Konuya ilişkin olarak Çevre, Şehircilik ve İklim Değişikliği Bakanı Mehmet Özhaseki’nin yanıtlaması istemiyle soru önergesi sunan Cumhur Uzun, şu ifadeleri kullandı:
“Yıllar önce Bakanlık, ‘Denizler Halkındır’ projesiyle halkın sahillere erişimini güvence altına alacaklarını duyurmuştu. Ancak zamanla bu söylemin tam tersi adımlar atıldı. Kıyıların büyük bölümü ‘Kıyı Yönetimi ve Çevre Koruma A.Ş.’ (eski adıyla MUÇEV) adlı şirkete devredildi. Bugün geldiğimiz noktada MUÇEV, halkın kıyılarına erişimini sınırlayan uygulamalarıyla sık sık gündeme geliyor.”

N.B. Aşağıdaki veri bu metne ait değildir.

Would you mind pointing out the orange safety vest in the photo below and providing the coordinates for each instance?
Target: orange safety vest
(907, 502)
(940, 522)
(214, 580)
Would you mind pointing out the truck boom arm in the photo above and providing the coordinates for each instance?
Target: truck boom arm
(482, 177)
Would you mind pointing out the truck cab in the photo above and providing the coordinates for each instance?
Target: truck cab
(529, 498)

Uzun, MUÇEV'in birçok kıyı alanını kamu yararı gözetilmeksizin, ihalesiz ve kapalı kapılar ardında bazı kişi ya da şirketlere devrettiği iddialarının kamuoyunu rahatsız ettiğini söyledi. Özellikle geçtiğimiz aylarda 13 günlük bir şirkete devredildiği iddia edilen Bozburun Marina olayını hatırlatarak, şimdi benzer bir senaryonun Marmaris Orhaniye Mahallesi’ndeki Kızkumu Plajı için de geçerli olduğunu ifade etti.
“Kızkumu’nda İhale Neden İptal Edildi?”
CHP’li Uzun, geçtiğimiz sezon MUÇEV tarafından işletilen Kızkumu Plajı'nın bu yıl bazı kişi ya da şirketlere ihalesiz olarak devredildiğine yönelik güçlü iddialar bulunduğunu belirtti. Bu sürecin açıklığa kavuşturulması gerektiğini dile getiren Uzun, “Eğer bir ihale yapıldıysa kimler katıldı, kim kazandı? Eğer yapılmadıysa neden iptal edildi? Araya kim ya da kimler girdi?” sorularını yöneltti.
Kızkumu’nun aynı zamanda SİT alanı olduğunu vurgulayan Uzun, yasal olarak yalnızca 6 metrekarelik yapılaşmaya izin verilen bölgeye, 150 metrekarelik bir inşaata başlandığı bilgisini paylaştı. “Bu durum kamu yararıyla açıklanamaz,” diyen Uzun, bu tür yapılaşmaların kıyıları halka kapatan rant politikalarının bir sonucu olduğunu ifade etti.